寝ぼけ眼を擦りつけながら僕はベッドから身体を起こした。
「おはよう。兄さん」
「あぁ、おはよ…………って、何してんだよっ!」
ベッドの横に詩由が正座していた。窓から差し込む朝日に照らされて、土下座するように頭を下げるその姿は、控えめにも神々しく見えてしまった。

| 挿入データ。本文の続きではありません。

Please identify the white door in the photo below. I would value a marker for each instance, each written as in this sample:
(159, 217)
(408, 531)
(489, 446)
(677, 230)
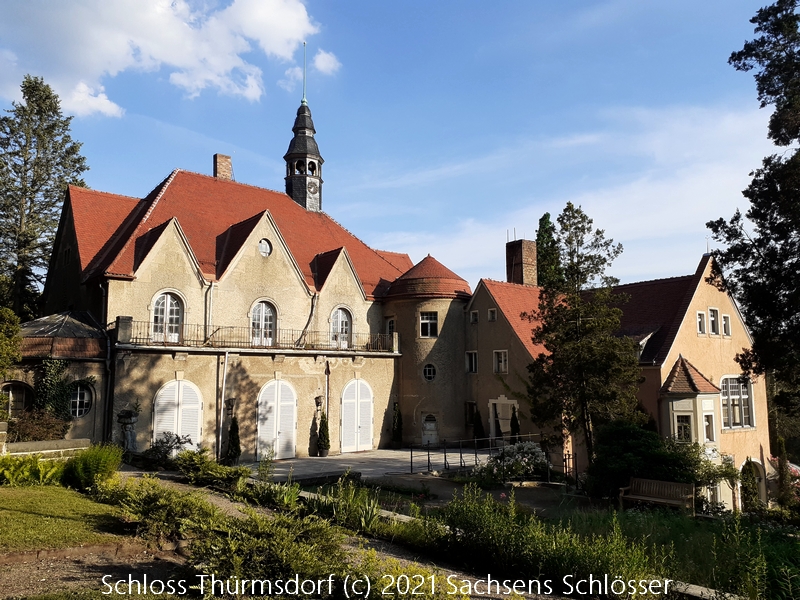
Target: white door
(179, 409)
(357, 416)
(277, 423)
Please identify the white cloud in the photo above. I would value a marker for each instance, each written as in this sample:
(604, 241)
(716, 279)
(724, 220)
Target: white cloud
(686, 166)
(293, 76)
(326, 62)
(74, 45)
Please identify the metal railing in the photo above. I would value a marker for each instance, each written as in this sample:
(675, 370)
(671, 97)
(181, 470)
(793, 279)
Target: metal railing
(197, 336)
(470, 453)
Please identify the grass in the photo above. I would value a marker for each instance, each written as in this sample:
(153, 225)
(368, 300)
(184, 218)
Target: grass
(49, 517)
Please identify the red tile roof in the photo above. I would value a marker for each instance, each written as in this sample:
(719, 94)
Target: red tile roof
(658, 307)
(217, 215)
(686, 379)
(429, 279)
(513, 300)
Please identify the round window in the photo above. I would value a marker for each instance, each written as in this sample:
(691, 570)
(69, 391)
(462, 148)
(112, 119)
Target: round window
(81, 401)
(264, 247)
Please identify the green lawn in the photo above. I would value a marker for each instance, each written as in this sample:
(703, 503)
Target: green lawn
(44, 517)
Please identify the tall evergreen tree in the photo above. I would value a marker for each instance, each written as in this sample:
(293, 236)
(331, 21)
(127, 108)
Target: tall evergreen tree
(38, 159)
(588, 375)
(548, 263)
(761, 257)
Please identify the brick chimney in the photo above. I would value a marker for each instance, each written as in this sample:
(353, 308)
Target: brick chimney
(222, 167)
(521, 262)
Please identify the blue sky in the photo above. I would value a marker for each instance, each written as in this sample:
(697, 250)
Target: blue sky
(445, 126)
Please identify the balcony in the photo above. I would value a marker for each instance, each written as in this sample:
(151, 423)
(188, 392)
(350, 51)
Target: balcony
(145, 333)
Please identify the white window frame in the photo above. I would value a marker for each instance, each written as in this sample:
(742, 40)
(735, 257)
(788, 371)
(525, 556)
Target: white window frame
(701, 323)
(428, 324)
(341, 327)
(678, 424)
(500, 361)
(736, 405)
(169, 318)
(471, 358)
(80, 402)
(713, 321)
(260, 334)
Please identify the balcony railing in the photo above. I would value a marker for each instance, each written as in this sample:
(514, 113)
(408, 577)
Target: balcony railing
(197, 336)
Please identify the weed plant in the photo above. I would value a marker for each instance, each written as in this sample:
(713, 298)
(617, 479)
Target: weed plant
(96, 462)
(30, 470)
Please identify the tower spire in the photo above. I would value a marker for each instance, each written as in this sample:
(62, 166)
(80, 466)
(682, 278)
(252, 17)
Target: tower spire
(303, 101)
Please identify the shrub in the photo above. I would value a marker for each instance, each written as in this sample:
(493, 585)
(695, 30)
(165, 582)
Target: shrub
(523, 459)
(160, 453)
(200, 469)
(36, 426)
(160, 514)
(30, 470)
(279, 547)
(96, 462)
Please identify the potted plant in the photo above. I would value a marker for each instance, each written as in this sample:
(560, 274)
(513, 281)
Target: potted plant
(324, 439)
(397, 427)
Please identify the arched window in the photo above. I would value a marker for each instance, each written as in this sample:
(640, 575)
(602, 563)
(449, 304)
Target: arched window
(340, 328)
(20, 397)
(263, 324)
(80, 402)
(167, 319)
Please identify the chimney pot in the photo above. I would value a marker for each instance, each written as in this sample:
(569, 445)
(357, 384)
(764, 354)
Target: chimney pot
(223, 169)
(521, 262)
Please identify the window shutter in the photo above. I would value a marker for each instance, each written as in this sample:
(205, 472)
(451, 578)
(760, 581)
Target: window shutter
(166, 411)
(190, 413)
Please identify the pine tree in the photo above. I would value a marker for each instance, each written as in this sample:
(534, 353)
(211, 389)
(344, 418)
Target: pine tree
(38, 159)
(762, 247)
(588, 375)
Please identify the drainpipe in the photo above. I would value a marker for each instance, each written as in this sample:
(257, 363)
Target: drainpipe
(220, 404)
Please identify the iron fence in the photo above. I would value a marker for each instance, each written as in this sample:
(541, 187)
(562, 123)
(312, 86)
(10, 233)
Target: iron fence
(198, 336)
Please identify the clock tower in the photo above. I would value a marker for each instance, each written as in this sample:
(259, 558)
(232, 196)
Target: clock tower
(303, 163)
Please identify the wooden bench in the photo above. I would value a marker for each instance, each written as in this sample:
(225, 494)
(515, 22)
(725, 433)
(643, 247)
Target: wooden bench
(658, 492)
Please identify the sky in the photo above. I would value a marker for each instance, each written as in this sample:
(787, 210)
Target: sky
(447, 127)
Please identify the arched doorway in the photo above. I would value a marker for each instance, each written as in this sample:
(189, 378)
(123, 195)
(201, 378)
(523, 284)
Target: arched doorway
(277, 420)
(356, 416)
(178, 409)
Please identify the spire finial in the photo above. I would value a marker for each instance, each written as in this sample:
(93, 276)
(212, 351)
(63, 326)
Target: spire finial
(303, 102)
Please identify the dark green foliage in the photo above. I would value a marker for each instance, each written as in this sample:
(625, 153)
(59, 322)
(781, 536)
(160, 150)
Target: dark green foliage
(38, 159)
(200, 469)
(36, 426)
(10, 340)
(162, 450)
(234, 450)
(275, 547)
(324, 440)
(397, 424)
(588, 375)
(95, 463)
(54, 388)
(549, 273)
(514, 425)
(762, 247)
(30, 470)
(625, 450)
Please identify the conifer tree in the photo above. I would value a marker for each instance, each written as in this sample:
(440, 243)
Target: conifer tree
(38, 159)
(588, 375)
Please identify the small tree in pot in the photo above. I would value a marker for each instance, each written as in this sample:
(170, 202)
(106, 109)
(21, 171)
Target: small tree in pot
(324, 439)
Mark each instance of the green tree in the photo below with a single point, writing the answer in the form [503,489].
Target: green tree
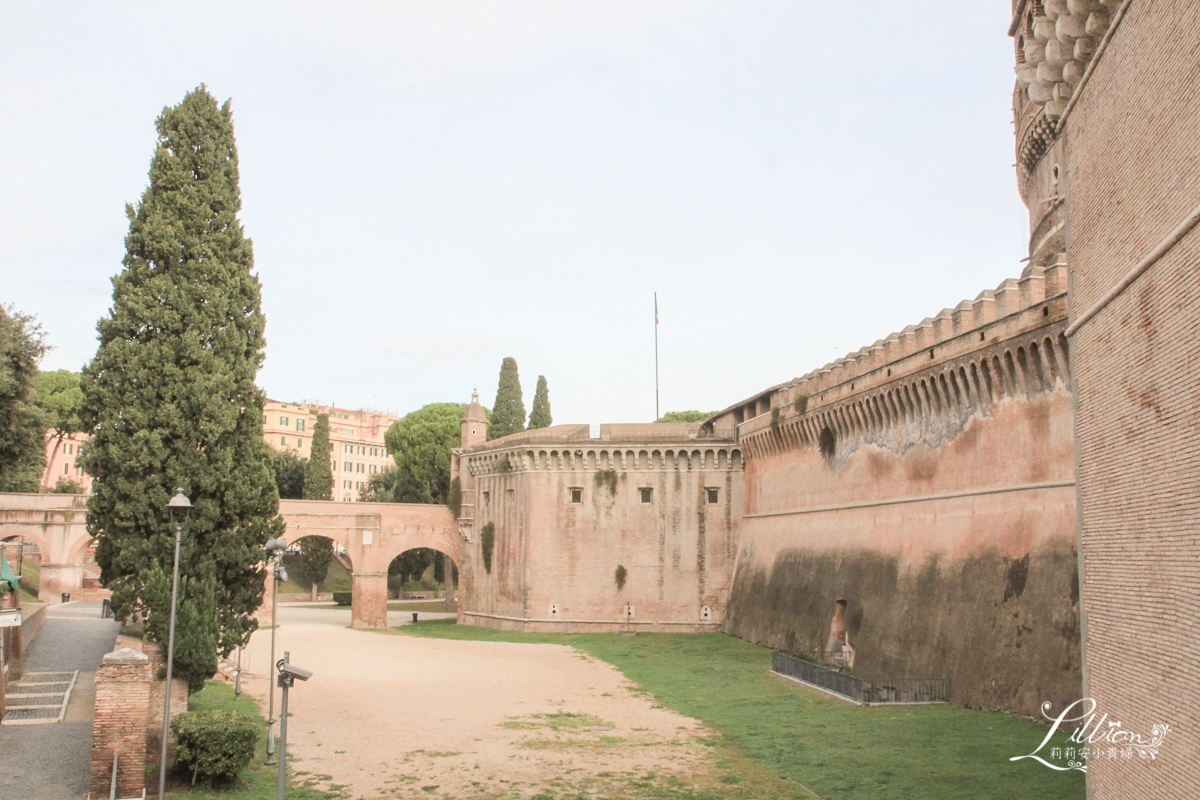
[22,420]
[318,474]
[685,416]
[172,401]
[420,444]
[381,488]
[539,413]
[289,470]
[60,398]
[508,411]
[411,565]
[317,552]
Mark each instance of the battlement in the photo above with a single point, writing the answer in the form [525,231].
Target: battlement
[1007,342]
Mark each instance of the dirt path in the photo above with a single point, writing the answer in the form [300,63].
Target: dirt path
[390,716]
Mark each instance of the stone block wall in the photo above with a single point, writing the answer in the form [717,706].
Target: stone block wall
[604,535]
[1133,156]
[928,482]
[123,692]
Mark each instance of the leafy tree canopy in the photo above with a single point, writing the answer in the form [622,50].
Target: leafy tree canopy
[508,411]
[684,416]
[420,444]
[172,401]
[539,415]
[22,420]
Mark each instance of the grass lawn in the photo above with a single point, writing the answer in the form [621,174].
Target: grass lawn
[835,749]
[257,781]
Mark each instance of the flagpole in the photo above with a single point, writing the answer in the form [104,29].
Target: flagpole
[657,355]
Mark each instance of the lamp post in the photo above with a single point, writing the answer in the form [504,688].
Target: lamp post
[275,548]
[181,504]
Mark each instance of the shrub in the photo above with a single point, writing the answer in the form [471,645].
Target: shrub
[489,542]
[214,746]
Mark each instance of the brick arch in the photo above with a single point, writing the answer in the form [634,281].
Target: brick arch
[373,534]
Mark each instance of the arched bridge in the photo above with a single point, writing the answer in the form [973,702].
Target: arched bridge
[372,534]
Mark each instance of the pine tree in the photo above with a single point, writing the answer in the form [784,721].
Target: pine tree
[508,411]
[172,400]
[318,473]
[317,552]
[22,422]
[539,414]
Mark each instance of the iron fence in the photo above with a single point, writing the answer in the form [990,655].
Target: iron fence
[864,690]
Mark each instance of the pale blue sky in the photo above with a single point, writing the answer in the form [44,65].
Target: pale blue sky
[433,186]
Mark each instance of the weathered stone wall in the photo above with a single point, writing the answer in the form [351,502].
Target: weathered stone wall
[556,558]
[1133,154]
[929,483]
[123,693]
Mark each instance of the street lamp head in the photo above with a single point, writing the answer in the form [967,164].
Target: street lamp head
[179,503]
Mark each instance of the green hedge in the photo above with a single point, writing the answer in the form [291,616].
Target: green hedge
[214,746]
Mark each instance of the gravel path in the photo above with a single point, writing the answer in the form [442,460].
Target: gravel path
[388,716]
[51,762]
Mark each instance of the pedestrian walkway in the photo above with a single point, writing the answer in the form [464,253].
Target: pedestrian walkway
[51,762]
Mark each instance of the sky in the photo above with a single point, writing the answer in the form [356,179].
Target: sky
[433,186]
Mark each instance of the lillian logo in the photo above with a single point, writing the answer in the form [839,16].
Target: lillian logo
[1092,739]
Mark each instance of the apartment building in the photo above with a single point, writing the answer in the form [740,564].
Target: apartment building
[355,438]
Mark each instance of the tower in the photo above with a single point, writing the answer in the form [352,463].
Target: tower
[474,423]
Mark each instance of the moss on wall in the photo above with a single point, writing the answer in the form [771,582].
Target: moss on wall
[1006,630]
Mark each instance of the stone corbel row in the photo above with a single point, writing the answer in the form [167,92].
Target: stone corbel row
[1055,42]
[1013,295]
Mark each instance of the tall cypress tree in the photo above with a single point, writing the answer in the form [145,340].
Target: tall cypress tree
[317,552]
[172,401]
[508,411]
[318,473]
[539,414]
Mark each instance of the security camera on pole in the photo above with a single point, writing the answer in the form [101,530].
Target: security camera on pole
[275,548]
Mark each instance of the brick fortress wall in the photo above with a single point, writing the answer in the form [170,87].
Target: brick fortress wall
[1128,155]
[569,511]
[929,482]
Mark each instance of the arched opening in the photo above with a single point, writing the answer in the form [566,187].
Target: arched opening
[423,578]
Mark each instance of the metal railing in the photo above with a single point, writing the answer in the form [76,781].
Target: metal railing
[879,691]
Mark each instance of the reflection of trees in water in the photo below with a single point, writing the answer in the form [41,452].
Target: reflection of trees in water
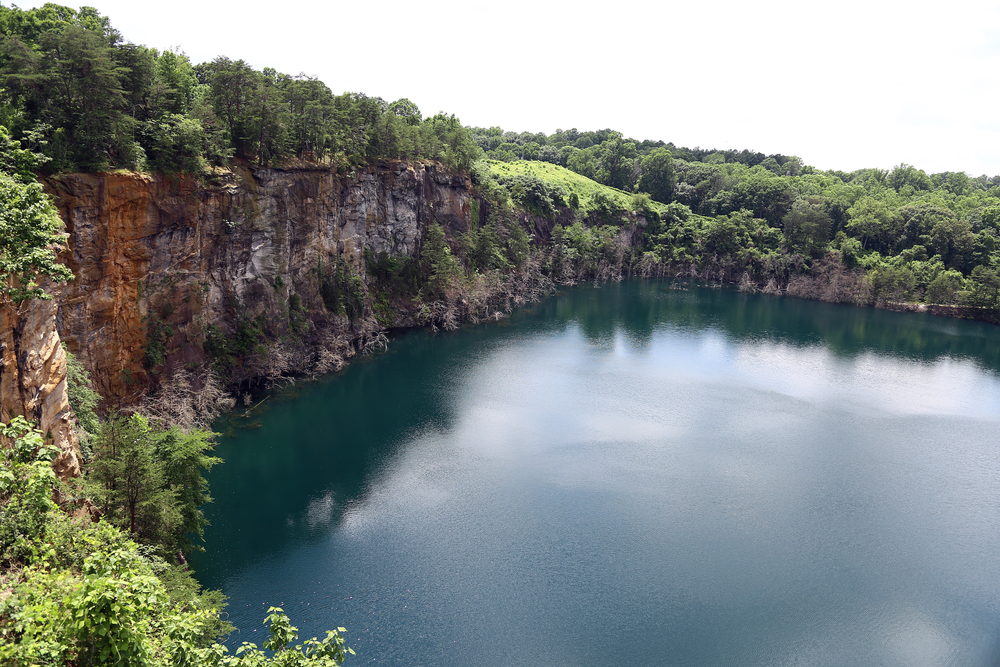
[315,454]
[318,448]
[637,308]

「昨日鍵を渡してくれたじゃない。せっかくだから部屋まで迎えに来たんだけど、迷惑だった?」
「ああ。どうせなら居間の方で待っていて欲しかったな」
「でも兄さんの寝顔が見れたよ?」
「だから、あっちで待っていて欲しかったんだが?」
「かわいかったよ?」
「感想なんて聞いてないんっだよっ!」
詩由はクスクスと笑い「じゃあ朝食の準備してるから、兄さんは着替えてきて」と、僕の部屋から出て行った。あいつに鍵を渡してしまったのは間違いだったか?
着替えて居間に行くと、二人分の朝食を作り終えた詩由が座って待っていた。詩由と一緒に――家族と一緒に飯を食べたのはいつ以来だっけ? と、家族四人で食卓を囲んでいた頃を思い出しながら、味付けの丁寧な朝食を食べる。
程よい塩味の味噌汁を啜り、詩由は色っぽい吐息を一つ吐いた。
「ふぅ~。こういうこじんまりした部屋で食べる朝食もいいね」
「そうか? 僕は……まあ、慣れてるからなんとも思わないけどな」
「いつも朝食は何食べてるの?」
「パンとか。前日買ってきたおにぎりとか」
「駄目だよ兄さん。ちゃんとしたもの作って食べないと元気でないよ?」
「ん~元気出さないといけないほど、能動的な生活してないからなー。別にいいだろ?」
「全くもう。昔っから大雑把なんだから。だいたい――」
まるで母さんのような口振りでネチネチと小言を言い始める詩由。右から左へと詩由の小言を聞き流しつつ、久しぶりの旨い朝食を味わって食べる。
「なんだったら、これから毎日作りに来てもいいんだけど……」
「僕としてはありがたいけどな。おまえは母さんと食ってくれよ。毎日二人で食事してるんだろ?」
「うん。今日は兄さんに朝ご飯作ってくるって言ったらお母さん喜んでたけど」
「そうか。でも、詩由は母さんの傍にいてやってくれよ。結構さみしがり屋だしな」
「そうだね……わかった。だったら兄さんもちゃんとしたもの食べること。じゃないと今日みたいに無理矢理にでも作りに来ちゃうんだから。鍵ももらったことだしー、これからは朝ご飯のチェックもできるねー」
「うぐ……努力はするさ」
「ふふ。さ、早く食べちゃおうよ」
妹は僕に懐いている。しかし、元々そうではなかった。家族として同じ家で暮らし、同じ生活をしていれば否応なくいろんなことが起こる。僕と詩由はそれこそ喧嘩ばかりで、多分お互いにお互いが嫌いだったのだ。
きっかけは父さんの死――あの時初めて、僕らは同じ痛みを分かち合えた。
まるで遠い昔の記憶を手繰り寄せるように、僕は過去を思い出していた。モノクロの記憶が次第に色彩を帯び、頭の中で再生されていく――。